Tiap kali atlet kita kalah dalam pertandingan internasional, maka para pembinanya akan membuat apologi: "Secara skill kita tidak kalah, hanya mental bertanding yang kurang. Para pemain kita bermain tidak tanpa beban."
Ayolah, jangan gunakan alasan ini melulu. Sudah jelas skill-nya memang pas-pasan, masih mau bilang ini masalah mental? Katakanlah dalam tiap pertandingan atlet kita hanya mampu menunjukkan 50% kemampuannya karena "demam panggung" dan sebagainya. Fokus kita seharusnya, bagaimana agar kemampuan 50% ini tetap lebih unggul daripada 100% -nya lawan. Kalau lawan dengan 100% kekuatannya bisa cetak 5 gol, maka pemain kita cukup dengan 50% saja kemampuannya bisa cetak 6 gol. Tetap menang. Artinya, skill atlet kita harus 2 kali lipat skill negara lain agar bisa mengantisipasi momok mental itu tadi.
Semangat superioritas sepertinya belum ada dalam kamus pendidikan anak bangsa kita. Padahal tak ada salahnya mencontoh semangat ala Jerman dan Jepang ini. Pantang menyerah kala belajar dan berlatih, dengan visi yang jelas bahwa kita bisa lebih baik dalam kualitas dari bangsa apapun di dunia, justru cocok sekali untuk atlet maupun pelajar kita. Jangan merasa cukup bisa menyamai bangsa lain. Cukup itu kalau kita sudah 2 level diatas bangsa lain.

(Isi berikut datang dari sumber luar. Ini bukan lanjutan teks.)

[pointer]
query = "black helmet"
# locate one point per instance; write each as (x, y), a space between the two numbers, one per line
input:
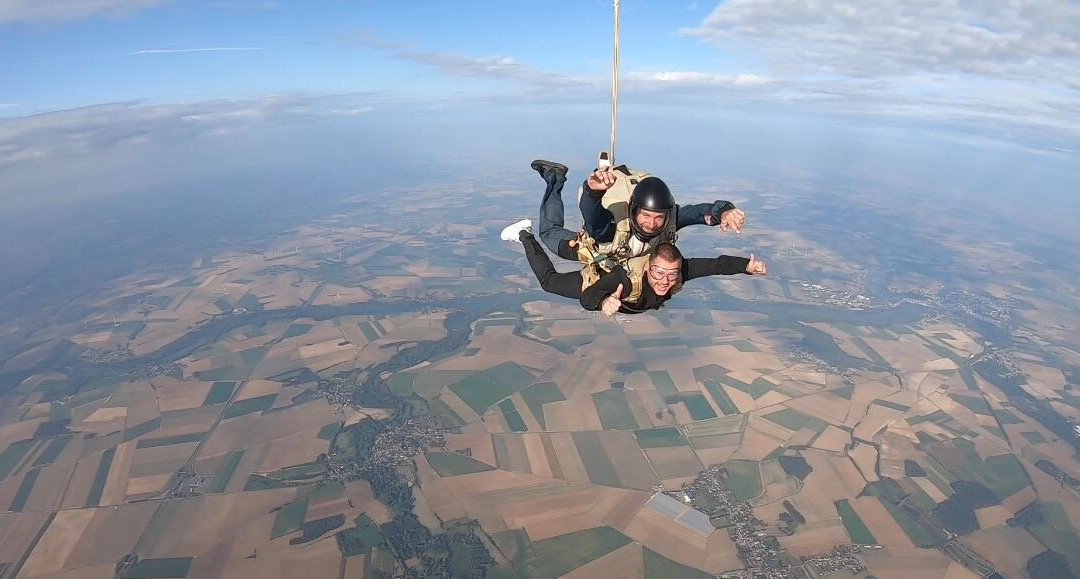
(650, 193)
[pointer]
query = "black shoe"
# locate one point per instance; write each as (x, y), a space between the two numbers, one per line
(549, 167)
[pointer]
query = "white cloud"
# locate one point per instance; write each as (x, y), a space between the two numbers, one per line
(90, 130)
(998, 67)
(67, 10)
(1011, 39)
(694, 78)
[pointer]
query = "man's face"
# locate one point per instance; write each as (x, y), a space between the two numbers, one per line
(662, 274)
(650, 221)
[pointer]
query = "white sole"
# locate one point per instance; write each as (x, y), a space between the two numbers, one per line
(510, 232)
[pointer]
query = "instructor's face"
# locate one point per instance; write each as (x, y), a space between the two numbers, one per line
(662, 274)
(650, 221)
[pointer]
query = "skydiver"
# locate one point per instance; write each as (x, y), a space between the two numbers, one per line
(644, 283)
(622, 287)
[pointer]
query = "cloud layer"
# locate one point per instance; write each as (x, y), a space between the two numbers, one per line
(90, 130)
(1034, 40)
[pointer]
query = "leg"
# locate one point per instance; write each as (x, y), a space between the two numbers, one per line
(552, 214)
(564, 284)
(598, 220)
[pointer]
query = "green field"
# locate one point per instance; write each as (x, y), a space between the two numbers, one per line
(1006, 475)
(323, 492)
(257, 482)
(720, 398)
(296, 330)
(699, 407)
(513, 418)
(539, 394)
(725, 425)
(165, 441)
(893, 405)
(745, 346)
(24, 490)
(594, 456)
(844, 391)
(613, 409)
(328, 431)
(1034, 438)
(53, 450)
(361, 539)
(663, 382)
(1002, 474)
(658, 566)
(795, 420)
(368, 331)
(1007, 417)
(142, 429)
(154, 568)
(454, 463)
(298, 472)
(402, 384)
(224, 475)
(871, 352)
(656, 438)
(744, 479)
(915, 532)
(975, 404)
(483, 389)
(13, 455)
(448, 417)
(856, 529)
(289, 517)
(100, 476)
(257, 404)
(558, 555)
(218, 393)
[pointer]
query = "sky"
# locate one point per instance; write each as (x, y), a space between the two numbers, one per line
(95, 89)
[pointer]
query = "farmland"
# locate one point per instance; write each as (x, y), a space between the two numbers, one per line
(365, 396)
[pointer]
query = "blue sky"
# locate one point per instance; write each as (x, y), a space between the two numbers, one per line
(187, 51)
(86, 84)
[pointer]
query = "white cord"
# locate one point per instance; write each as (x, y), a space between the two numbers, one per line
(615, 84)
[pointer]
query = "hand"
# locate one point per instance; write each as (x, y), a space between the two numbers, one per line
(611, 304)
(732, 220)
(755, 267)
(601, 180)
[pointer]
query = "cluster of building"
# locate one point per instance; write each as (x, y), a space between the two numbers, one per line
(337, 391)
(842, 557)
(106, 357)
(402, 441)
(153, 371)
(824, 294)
(763, 554)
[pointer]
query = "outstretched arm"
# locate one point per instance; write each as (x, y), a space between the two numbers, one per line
(592, 297)
(725, 265)
(721, 213)
(598, 221)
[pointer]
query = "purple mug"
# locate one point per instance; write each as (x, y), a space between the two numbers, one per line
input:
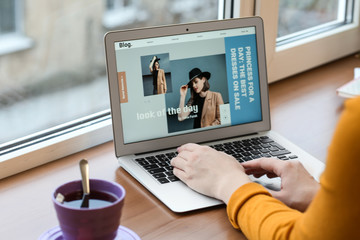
(100, 222)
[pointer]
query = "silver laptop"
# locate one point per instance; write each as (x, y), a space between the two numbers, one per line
(145, 102)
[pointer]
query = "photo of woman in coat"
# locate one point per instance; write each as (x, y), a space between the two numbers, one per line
(207, 102)
(159, 80)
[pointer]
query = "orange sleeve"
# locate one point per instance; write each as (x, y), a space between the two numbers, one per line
(335, 211)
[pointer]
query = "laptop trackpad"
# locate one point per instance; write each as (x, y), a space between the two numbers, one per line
(269, 183)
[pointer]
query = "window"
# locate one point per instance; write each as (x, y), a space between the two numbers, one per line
(294, 30)
(12, 38)
(53, 93)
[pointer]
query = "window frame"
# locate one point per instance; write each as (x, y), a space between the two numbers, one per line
(99, 130)
(15, 41)
(73, 137)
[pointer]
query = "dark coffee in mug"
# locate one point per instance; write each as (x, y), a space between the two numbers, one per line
(97, 199)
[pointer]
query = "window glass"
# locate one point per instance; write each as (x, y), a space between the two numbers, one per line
(304, 18)
(7, 17)
(63, 76)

Kalau atlet kita sudah 2 kali lipat lebih baik kualitasnya dibanding lawan-lawannya, maka percayalah, kepercayaan diri akan tumbuh sendiri. Lihatlah Lionel Messi. Apakah postur tubuh bisa membuat dia percaya diri? TIDAK. Dia merajalela di lapangan karena tahu skill-nya jauh diatas lawannya. Kalaupun sedang di bawah form, dia tetap bisa bikin gol melawan tim yang kualitasnya lebih rendah. Dia baru terhenti ketika menghadapi tim yang memang punya ruh "uber alles" lebih tinggi.